By dating droughts to precise periods of time, the work puts the region's current drought problems into perspective, said David Stahle, a geoscientist at the University of Arkansas, Fayetteville. The findings should also help researchers figure out the factors that have driven moisture out of the area again and again throughout history.
"Clearly the drought in 1400 was not caused by the accumulation of heat-trapping gasses in the atmosphere because it precedes the industrial revolution," Stahle said. "But something caused it that stimulated very unusual climate conditions elsewhere in the world. This may allow us to determine the dynamics of drought-forcing over Mexico."
There are at least two points of view about the links between climate and culture, Stahle added. And controversy surrounds the conversation.

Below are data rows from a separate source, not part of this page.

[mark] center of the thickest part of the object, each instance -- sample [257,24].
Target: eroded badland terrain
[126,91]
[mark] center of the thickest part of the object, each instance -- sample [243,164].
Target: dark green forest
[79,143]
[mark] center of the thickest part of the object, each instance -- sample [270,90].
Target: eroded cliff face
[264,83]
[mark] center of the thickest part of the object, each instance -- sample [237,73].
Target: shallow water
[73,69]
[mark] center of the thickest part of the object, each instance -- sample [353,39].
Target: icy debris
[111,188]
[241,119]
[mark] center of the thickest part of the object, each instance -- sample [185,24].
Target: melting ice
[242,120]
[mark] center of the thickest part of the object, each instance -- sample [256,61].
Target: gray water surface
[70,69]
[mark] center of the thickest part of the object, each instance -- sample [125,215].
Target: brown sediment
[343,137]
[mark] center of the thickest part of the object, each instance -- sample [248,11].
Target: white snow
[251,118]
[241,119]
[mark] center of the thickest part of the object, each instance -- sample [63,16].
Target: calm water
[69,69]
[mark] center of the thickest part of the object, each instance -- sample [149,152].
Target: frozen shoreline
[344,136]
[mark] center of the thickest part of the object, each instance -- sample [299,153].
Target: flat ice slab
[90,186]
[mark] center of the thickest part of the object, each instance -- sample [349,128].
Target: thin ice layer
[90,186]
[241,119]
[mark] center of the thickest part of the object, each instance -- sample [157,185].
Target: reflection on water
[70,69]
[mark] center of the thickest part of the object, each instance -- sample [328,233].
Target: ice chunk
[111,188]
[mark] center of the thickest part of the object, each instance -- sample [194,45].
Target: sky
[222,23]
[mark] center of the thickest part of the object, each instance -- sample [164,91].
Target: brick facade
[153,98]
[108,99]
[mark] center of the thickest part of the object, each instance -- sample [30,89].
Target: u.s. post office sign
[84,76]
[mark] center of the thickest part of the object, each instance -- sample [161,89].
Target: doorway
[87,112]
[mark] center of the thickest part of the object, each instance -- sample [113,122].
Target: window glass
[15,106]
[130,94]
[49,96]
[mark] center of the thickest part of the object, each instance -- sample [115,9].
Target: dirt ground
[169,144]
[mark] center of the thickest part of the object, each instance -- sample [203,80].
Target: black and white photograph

"Books have been written asserting the point that droughts ended civilizations," he said. "Others say that's too simplistic. The fact remains that there were these physical events in the environment. Surely, that had some kind of consequences."
Whatever the implications, simply piecing together the ancient climate history of Mesoamerica fulfills a long-standing goal in the field of tree-ring analysis, Stahle said. Until now, studies have been able to look back only about 500 years.
As a result, researchers could only speculate about how climate change may have affected a series of highly developed cultures, whose accomplishments included huge pyramids and elaborate temples.
To extend the record, Stahle and colleagues plunged through rugged terrain into a steep gorge at Barranca de Amealco. The gorge sits about 90 kilometers (56 miles) north of Mexico City. It is 60 km (37 miles) from Tula, the capital city of the ancient Toltec state, and 90 km (56 miles) from the Aztec capital of Tenochitlan.
Although surrounding areas have been deforested and developed, the gorge has held onto a grove of gargantuan Montezuma baldcypress trees that span as wide as four meters (14 feet) in diameter. Without harming any trees, the researchers drilled and removed hundreds of meter-long cores. They analyzed 74 of the cores, which were about the thickness of a pencil, from 30 trees.
By comparing annual growth rings between samples, the researchers were able to look back at the region's climate, year by year, going back 1,238 years. The thickness of a given ring reveals how dry or wet a single growing season was.
According to their analyses, one of the most severe periods of drought occurred between 897 and 922, the researchers reported in the journal Geophysical Research Letters, just as the Terminal Classic period came to an end. Another 19-year drought around 1150 coincided with the fall of the Toltec state, which was the dominant civilization of central Mexico at the time.